9/11 'Mastermind' KSM Wants to Write to Obama

     GUANTANAMO BAY NAVAL BASE, Cuba (CN) - The self-professed "mastermind" of the Sept. 11, 2001, attacks wants to send a letter to President Barack Obama discussing, among other things, Israel's recent conflict in Gaza, his lawyer said Thursday.
     "The letter has been written recently," Khalid Sheikh Mohammed's attorney David Nevin said at a press conference. "I'm pretty confident that nothing in the letter is classified."
     A protective order could prevent discussion about the contents in any detail, Nevin added.
     Mohammed is accused of, and has boasted about, plotting the hijackings of airplanes that crashed into the World Trade Center, the Pentagon and a Pennsylvania field in attacks that killed nearly 3,000 people.
     A copy of his so-called "manifesto" was leaked early this year to the Huffington Post for an article titled "Mastermind of the Sept. 11 Attacks Wants to Convert His Captors."
     Now, Mohammed wants to write a letter to Obama "about a number of issues, including Gaza," but communication restrictions have prevented him from sending it, Nevin said.
     Mohammed and alleged Sept. 11 coordinator Ramzi bin al Shibh appeared in court this week wearing a Palestinian kaffiyeh. Another co-defendant, Mustafa al-Hawsawi, wore a scarf with an image of the Dome of the Rock, a shrine in Jerusalem considered to be the third holiest site in Islam.
     James Connell, who represents Mohammed's nephew Ammar al-Baluchi, remarked that the "attire was different from what they normally wear" and what he called "a mute, silent expression of solidarity with the people of Gaza."
     Condemning what he considered to be Israeli "war crimes," Connell added that another notorious former client, D.C. sniper and convicted terrorist John Allen Mohammad, did not have the same communication restrictions.
     Brig. Gen.
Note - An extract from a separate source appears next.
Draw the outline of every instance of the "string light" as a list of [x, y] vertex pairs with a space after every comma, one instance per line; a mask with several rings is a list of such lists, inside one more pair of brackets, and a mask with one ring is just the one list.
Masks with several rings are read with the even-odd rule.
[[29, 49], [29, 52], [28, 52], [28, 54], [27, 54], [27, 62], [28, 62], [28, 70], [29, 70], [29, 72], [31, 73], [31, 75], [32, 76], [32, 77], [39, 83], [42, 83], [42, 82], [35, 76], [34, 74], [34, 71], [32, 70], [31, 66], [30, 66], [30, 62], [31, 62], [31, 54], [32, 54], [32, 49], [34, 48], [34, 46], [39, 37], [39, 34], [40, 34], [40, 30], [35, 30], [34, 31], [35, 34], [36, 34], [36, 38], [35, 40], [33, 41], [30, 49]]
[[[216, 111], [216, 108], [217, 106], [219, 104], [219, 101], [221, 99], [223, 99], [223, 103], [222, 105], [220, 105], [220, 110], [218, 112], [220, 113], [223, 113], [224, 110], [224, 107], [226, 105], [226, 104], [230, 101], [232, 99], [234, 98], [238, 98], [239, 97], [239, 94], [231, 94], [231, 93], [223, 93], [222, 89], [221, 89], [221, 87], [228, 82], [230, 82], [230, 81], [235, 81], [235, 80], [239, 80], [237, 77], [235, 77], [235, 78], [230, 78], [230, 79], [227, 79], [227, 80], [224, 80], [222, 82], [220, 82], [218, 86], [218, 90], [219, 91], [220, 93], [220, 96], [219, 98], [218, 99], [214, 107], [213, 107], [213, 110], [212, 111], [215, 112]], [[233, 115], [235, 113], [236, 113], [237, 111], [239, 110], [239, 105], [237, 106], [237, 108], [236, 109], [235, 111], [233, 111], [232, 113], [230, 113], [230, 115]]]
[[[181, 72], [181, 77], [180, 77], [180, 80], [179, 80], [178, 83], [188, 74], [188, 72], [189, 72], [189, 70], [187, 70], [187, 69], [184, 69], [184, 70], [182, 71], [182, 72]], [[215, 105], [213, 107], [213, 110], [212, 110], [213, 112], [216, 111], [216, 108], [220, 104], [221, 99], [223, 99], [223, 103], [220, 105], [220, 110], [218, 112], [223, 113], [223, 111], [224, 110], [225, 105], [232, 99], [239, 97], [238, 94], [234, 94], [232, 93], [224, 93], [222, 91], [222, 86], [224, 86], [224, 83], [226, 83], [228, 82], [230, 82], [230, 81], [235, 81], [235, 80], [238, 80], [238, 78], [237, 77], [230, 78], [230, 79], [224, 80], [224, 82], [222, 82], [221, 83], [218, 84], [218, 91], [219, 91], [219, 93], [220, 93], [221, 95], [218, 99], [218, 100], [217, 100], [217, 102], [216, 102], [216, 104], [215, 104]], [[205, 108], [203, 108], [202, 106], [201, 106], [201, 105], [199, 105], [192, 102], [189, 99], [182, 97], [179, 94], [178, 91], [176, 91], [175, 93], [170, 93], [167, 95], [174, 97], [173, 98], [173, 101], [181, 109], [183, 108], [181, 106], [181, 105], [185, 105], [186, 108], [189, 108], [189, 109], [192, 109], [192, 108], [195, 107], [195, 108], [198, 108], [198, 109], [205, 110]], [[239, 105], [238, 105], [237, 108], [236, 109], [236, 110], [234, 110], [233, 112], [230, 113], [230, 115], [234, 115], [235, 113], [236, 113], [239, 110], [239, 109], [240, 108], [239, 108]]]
Mark Martins, the chief prosecutor of the military commissions, countered that the communication security measures in effect at Guantanamo were modeled after so-called "special administrative measures" found in many federal terrorism cases, including the one against 1998 U.S. Embassy bombing plotter Ahmed Ghailani.
     "You will not see letters from Abdel Rahman leaving to the media," Martin said, referring to the so-called "Blind Sheikh" convicted in connection to the 1993 World Trade Center bombings.